Part of me wonders if it’s so clear at day 7, could that mean there are two in there? Probably not, but a girl can dream right? Hahaha. So, I called my mom right away to tell her, and then I texted my husband and said call me asap. I figured he would have called the minute he got a chance, but no…not so much…I also called the nurse after hours…to be sure. I told her I took a test and it was clearly positive, and I asked her if there’s such a thing as a false positive? She told me there is, but it is very unlikely. That the home pregnancy tests look for trace amounts of the hormone found in pregnancy and that if it’s picking it up already that’s a great sign.
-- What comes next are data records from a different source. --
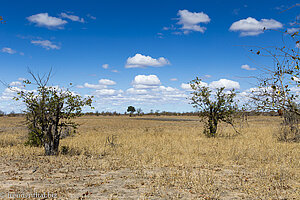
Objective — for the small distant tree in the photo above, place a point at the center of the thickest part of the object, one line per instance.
(139, 111)
(131, 110)
(213, 108)
(49, 111)
(2, 21)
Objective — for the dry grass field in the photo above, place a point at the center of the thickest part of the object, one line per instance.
(134, 158)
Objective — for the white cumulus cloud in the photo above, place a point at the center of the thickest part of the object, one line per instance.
(8, 50)
(72, 17)
(190, 21)
(251, 27)
(105, 66)
(228, 84)
(247, 67)
(106, 92)
(188, 87)
(106, 82)
(141, 61)
(43, 19)
(136, 91)
(45, 44)
(93, 86)
(144, 81)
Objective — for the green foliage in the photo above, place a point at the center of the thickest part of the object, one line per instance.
(279, 84)
(213, 108)
(131, 109)
(49, 110)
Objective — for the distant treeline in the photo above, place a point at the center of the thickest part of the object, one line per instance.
(165, 113)
(162, 113)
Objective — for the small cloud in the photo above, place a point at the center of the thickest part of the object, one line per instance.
(188, 87)
(106, 82)
(252, 27)
(190, 21)
(228, 84)
(105, 66)
(44, 20)
(236, 11)
(93, 86)
(106, 92)
(90, 16)
(144, 81)
(15, 83)
(136, 91)
(141, 61)
(72, 17)
(247, 67)
(79, 86)
(292, 30)
(45, 44)
(8, 50)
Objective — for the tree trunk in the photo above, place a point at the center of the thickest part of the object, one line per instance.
(51, 147)
(52, 141)
(213, 125)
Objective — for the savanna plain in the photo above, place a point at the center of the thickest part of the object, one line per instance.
(153, 157)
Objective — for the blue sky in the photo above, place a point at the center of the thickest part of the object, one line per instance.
(140, 53)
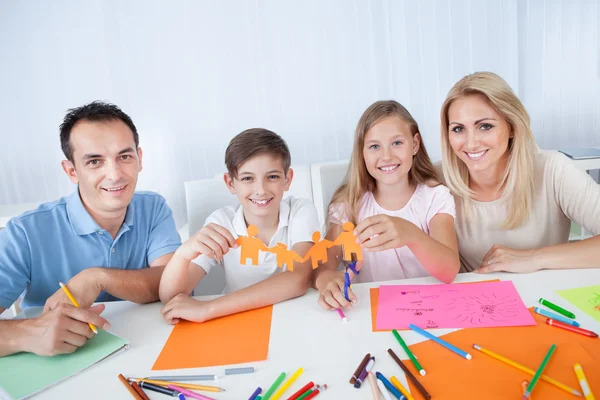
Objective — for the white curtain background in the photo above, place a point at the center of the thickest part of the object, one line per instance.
(192, 74)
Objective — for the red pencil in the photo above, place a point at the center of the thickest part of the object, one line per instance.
(301, 391)
(315, 392)
(571, 328)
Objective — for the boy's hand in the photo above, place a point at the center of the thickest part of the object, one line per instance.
(184, 307)
(331, 291)
(212, 240)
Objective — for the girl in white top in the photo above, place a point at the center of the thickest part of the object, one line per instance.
(514, 202)
(404, 218)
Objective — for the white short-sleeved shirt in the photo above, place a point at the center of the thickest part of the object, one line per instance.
(297, 222)
(400, 263)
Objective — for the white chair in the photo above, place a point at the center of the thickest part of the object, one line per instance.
(326, 178)
(204, 196)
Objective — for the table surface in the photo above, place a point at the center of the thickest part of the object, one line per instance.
(302, 335)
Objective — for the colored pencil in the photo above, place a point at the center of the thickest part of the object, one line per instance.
(568, 327)
(384, 393)
(182, 378)
(189, 393)
(556, 308)
(70, 296)
(585, 386)
(441, 342)
(538, 373)
(302, 390)
(129, 387)
(412, 357)
(316, 392)
(274, 386)
(341, 314)
(287, 384)
(140, 391)
(555, 317)
(255, 393)
(520, 367)
(389, 386)
(183, 385)
(410, 375)
(362, 364)
(374, 387)
(401, 388)
(364, 373)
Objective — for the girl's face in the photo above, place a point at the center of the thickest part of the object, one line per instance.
(478, 134)
(388, 151)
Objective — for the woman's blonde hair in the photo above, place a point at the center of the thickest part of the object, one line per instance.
(518, 176)
(358, 181)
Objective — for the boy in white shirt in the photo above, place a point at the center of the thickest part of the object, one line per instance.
(258, 164)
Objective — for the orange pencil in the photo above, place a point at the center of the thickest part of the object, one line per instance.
(129, 387)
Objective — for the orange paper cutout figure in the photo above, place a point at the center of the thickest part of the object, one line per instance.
(348, 241)
(285, 256)
(250, 245)
(318, 252)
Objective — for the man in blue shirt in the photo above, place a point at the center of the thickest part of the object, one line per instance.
(100, 240)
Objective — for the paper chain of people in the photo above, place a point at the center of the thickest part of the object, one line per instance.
(250, 246)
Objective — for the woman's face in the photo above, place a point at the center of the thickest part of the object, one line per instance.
(478, 134)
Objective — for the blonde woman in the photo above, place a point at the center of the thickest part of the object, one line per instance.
(404, 218)
(514, 202)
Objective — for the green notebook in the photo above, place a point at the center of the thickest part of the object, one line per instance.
(24, 374)
(587, 299)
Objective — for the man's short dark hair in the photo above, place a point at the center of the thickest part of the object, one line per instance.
(253, 142)
(96, 111)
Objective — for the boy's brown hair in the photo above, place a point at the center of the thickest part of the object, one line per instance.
(253, 142)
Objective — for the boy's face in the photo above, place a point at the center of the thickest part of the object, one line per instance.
(260, 184)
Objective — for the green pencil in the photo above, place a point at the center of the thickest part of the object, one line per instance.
(409, 353)
(538, 373)
(274, 386)
(556, 308)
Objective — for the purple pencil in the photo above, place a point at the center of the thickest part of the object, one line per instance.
(256, 393)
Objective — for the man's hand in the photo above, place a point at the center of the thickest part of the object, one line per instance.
(85, 288)
(62, 329)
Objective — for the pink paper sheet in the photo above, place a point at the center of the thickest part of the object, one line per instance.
(477, 305)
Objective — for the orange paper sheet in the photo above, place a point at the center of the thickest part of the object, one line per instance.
(374, 296)
(452, 377)
(234, 339)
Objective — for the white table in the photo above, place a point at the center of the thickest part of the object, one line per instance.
(302, 335)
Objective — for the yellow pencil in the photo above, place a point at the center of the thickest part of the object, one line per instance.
(287, 384)
(520, 367)
(585, 386)
(183, 385)
(401, 388)
(70, 296)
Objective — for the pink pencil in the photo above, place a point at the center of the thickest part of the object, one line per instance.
(189, 393)
(341, 314)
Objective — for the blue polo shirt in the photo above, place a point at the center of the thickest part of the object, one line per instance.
(58, 240)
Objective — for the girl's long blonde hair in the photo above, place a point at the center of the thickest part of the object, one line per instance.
(358, 181)
(518, 176)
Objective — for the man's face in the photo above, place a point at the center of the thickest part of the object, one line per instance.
(105, 165)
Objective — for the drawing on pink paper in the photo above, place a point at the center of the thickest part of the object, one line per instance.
(485, 304)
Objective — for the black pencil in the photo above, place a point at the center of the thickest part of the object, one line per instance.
(409, 374)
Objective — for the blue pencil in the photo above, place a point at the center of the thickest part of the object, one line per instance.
(555, 317)
(255, 394)
(440, 341)
(389, 386)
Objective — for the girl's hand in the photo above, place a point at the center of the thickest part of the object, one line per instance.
(382, 232)
(184, 307)
(331, 291)
(502, 258)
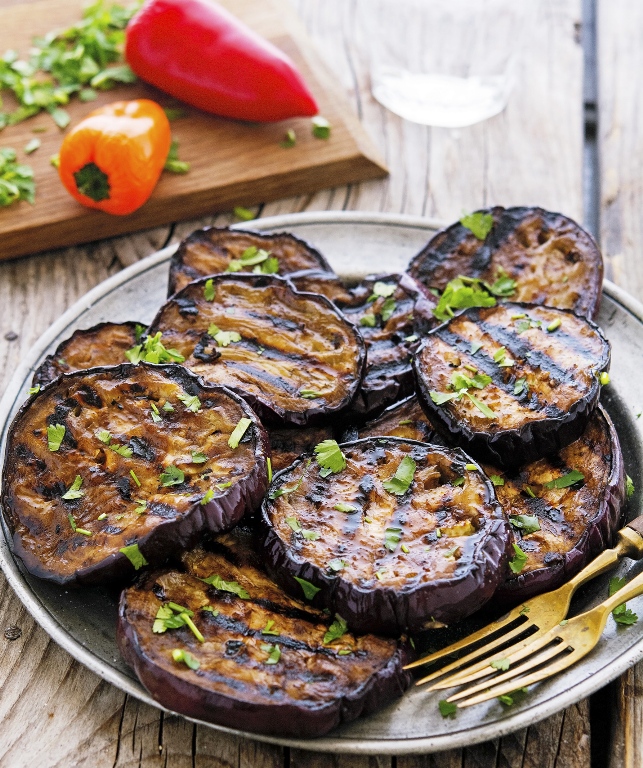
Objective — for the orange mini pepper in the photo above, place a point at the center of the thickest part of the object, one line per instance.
(113, 158)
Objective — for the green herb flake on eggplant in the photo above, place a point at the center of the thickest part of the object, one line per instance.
(311, 676)
(485, 412)
(88, 513)
(418, 548)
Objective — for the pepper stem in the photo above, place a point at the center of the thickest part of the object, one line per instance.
(92, 182)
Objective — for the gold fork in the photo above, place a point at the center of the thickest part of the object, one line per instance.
(541, 616)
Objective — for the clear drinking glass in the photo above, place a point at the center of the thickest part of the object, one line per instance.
(447, 63)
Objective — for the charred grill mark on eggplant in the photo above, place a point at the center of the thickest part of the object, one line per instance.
(539, 404)
(553, 260)
(577, 522)
(312, 688)
(104, 344)
(436, 551)
(309, 369)
(210, 250)
(113, 456)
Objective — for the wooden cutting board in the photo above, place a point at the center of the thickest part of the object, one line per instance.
(232, 163)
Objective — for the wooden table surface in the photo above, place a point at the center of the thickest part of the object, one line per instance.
(570, 140)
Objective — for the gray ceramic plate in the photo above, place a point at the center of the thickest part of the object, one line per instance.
(83, 621)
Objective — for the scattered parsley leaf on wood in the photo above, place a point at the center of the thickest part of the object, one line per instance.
(227, 586)
(570, 478)
(401, 481)
(330, 457)
(238, 432)
(479, 223)
(55, 436)
(134, 555)
(336, 630)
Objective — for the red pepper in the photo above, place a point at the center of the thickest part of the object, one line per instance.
(201, 54)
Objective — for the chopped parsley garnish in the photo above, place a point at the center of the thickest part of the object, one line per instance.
(392, 537)
(55, 436)
(227, 586)
(191, 402)
(401, 481)
(273, 651)
(16, 181)
(74, 491)
(209, 291)
(207, 497)
(134, 555)
(238, 432)
(309, 590)
(347, 508)
(571, 478)
(336, 630)
(621, 614)
(152, 350)
(171, 476)
(518, 561)
(223, 338)
(180, 655)
(321, 127)
(330, 457)
(526, 523)
(447, 708)
(479, 223)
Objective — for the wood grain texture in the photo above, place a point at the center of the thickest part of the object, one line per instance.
(231, 162)
(522, 156)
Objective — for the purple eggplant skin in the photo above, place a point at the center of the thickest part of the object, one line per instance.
(285, 315)
(511, 448)
(597, 536)
(398, 609)
(553, 260)
(103, 344)
(208, 251)
(173, 533)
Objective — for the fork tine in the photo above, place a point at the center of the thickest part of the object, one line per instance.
(514, 614)
(530, 646)
(522, 682)
(547, 654)
(475, 654)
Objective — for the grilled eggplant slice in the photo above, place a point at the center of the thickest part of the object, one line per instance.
(268, 663)
(553, 260)
(211, 250)
(575, 521)
(407, 533)
(391, 312)
(104, 344)
(292, 356)
(512, 383)
(404, 419)
(286, 445)
(109, 467)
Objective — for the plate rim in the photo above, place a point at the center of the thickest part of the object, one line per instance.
(507, 723)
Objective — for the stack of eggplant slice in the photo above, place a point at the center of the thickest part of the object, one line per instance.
(273, 573)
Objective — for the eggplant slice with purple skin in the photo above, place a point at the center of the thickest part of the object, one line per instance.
(104, 344)
(268, 663)
(293, 356)
(404, 419)
(108, 468)
(553, 260)
(404, 535)
(392, 313)
(211, 250)
(573, 500)
(512, 383)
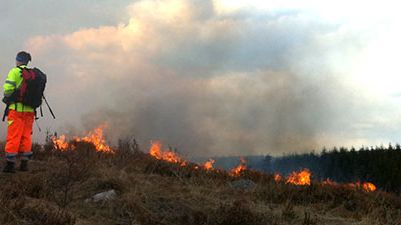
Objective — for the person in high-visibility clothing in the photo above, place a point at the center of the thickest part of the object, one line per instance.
(20, 119)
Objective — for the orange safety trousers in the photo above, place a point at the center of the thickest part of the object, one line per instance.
(19, 135)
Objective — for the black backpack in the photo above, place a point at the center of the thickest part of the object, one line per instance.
(30, 92)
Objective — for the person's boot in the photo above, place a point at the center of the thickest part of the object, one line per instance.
(24, 165)
(10, 167)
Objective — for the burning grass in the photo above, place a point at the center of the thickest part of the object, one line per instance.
(155, 191)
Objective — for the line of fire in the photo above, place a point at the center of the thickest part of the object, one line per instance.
(302, 177)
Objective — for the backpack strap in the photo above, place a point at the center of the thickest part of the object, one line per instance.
(6, 110)
(41, 110)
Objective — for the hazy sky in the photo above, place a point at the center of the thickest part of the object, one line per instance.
(215, 77)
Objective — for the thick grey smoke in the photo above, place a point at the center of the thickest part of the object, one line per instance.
(204, 81)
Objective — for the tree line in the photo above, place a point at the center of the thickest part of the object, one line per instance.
(379, 165)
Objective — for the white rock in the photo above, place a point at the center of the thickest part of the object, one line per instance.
(103, 196)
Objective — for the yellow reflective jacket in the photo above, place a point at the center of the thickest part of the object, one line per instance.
(13, 82)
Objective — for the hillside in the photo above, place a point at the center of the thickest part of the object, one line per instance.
(59, 187)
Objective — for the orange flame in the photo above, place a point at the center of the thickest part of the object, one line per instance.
(60, 143)
(94, 137)
(300, 178)
(329, 182)
(239, 169)
(369, 187)
(166, 155)
(278, 177)
(366, 186)
(209, 164)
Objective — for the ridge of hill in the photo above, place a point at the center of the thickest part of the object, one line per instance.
(60, 186)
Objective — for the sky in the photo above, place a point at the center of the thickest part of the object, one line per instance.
(214, 77)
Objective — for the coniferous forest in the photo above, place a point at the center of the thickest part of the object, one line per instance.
(379, 165)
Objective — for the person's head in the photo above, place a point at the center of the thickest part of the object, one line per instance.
(23, 58)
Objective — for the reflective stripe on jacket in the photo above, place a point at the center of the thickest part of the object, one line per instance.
(13, 82)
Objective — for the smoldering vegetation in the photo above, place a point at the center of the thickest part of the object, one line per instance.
(150, 191)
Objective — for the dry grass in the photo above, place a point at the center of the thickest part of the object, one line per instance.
(150, 192)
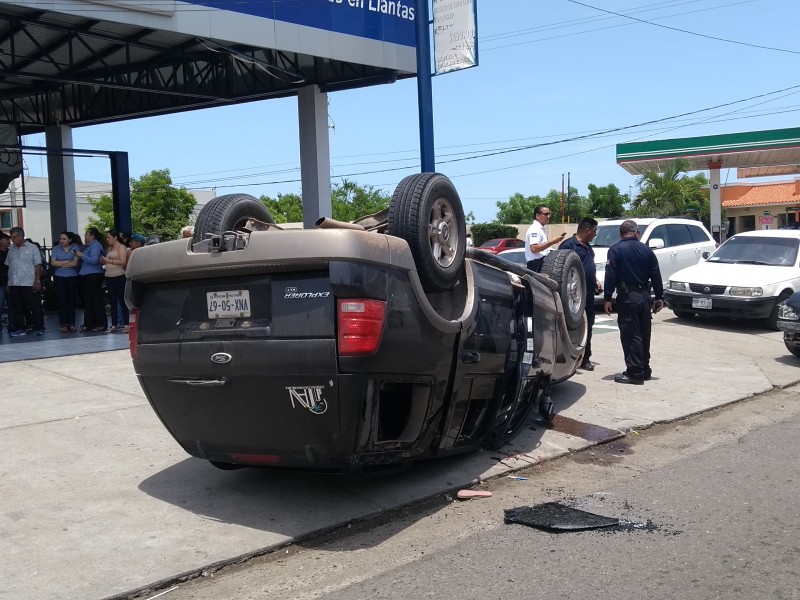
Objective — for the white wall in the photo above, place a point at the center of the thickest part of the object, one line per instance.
(36, 214)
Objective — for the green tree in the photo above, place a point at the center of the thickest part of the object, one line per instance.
(349, 201)
(669, 193)
(157, 207)
(606, 201)
(483, 232)
(286, 208)
(520, 209)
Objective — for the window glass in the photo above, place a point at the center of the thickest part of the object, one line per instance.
(698, 234)
(679, 234)
(661, 233)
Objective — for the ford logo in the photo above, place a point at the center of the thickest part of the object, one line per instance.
(221, 358)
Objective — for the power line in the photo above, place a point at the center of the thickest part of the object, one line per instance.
(703, 35)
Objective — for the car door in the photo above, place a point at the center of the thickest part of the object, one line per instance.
(667, 256)
(682, 245)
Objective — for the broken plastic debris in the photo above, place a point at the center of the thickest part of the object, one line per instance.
(555, 516)
(467, 494)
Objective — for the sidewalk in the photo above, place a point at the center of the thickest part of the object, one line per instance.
(98, 500)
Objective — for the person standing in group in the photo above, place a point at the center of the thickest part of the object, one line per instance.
(580, 243)
(115, 261)
(5, 241)
(24, 262)
(536, 244)
(631, 268)
(92, 275)
(64, 261)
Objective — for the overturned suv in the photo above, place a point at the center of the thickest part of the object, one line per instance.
(355, 347)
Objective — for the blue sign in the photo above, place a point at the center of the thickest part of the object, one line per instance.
(381, 20)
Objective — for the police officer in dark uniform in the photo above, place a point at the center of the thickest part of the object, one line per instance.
(631, 268)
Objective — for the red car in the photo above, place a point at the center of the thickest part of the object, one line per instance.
(498, 245)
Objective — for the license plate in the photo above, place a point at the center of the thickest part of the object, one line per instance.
(230, 304)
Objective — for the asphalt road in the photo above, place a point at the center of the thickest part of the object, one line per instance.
(97, 500)
(715, 495)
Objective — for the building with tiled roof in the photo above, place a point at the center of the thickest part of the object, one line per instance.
(752, 206)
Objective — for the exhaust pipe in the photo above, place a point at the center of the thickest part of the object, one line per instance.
(327, 223)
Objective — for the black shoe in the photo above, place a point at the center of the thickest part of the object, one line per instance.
(648, 374)
(624, 378)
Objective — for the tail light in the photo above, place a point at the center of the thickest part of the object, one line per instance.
(360, 326)
(133, 332)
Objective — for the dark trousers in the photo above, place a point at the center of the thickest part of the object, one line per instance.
(67, 290)
(94, 308)
(536, 264)
(587, 353)
(635, 322)
(116, 292)
(22, 302)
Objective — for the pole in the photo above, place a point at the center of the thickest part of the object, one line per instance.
(425, 89)
(567, 195)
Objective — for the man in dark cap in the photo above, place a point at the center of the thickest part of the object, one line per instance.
(631, 268)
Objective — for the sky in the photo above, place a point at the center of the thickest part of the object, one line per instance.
(550, 71)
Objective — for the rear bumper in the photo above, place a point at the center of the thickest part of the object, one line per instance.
(722, 306)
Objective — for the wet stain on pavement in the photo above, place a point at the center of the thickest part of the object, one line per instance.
(586, 431)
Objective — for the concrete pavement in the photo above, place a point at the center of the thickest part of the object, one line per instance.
(98, 500)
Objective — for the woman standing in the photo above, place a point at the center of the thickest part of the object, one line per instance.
(65, 276)
(115, 261)
(92, 275)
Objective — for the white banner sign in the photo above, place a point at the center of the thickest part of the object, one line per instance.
(455, 35)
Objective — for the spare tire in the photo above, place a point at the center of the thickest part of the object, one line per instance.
(564, 266)
(426, 212)
(229, 213)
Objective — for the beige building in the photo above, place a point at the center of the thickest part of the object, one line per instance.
(31, 209)
(754, 206)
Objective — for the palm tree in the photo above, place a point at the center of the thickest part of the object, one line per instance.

She congratulated me and began telling me what to expect as far as how the appointments would be set up. She told me to wait until Monday’s blood test for confirmation and that after that, I will need to come back to the office every other day for blood work. That they are looking for a certain number and when that number gets to 1500 then the blood work can stop. She told me two and a half weeks from Monday I will get an ultrasound to see the heartbeat as well, that will be six weeks along at that point. That’s November 9th for me. I’m hoping and praying little girl has a heartbeat. I began to get super excited about everything and even more excited when I knew I didn’t need to wait six weeks from Monday, whew! That would have been so difficult. All this waiting, and waiting…it’s so hard.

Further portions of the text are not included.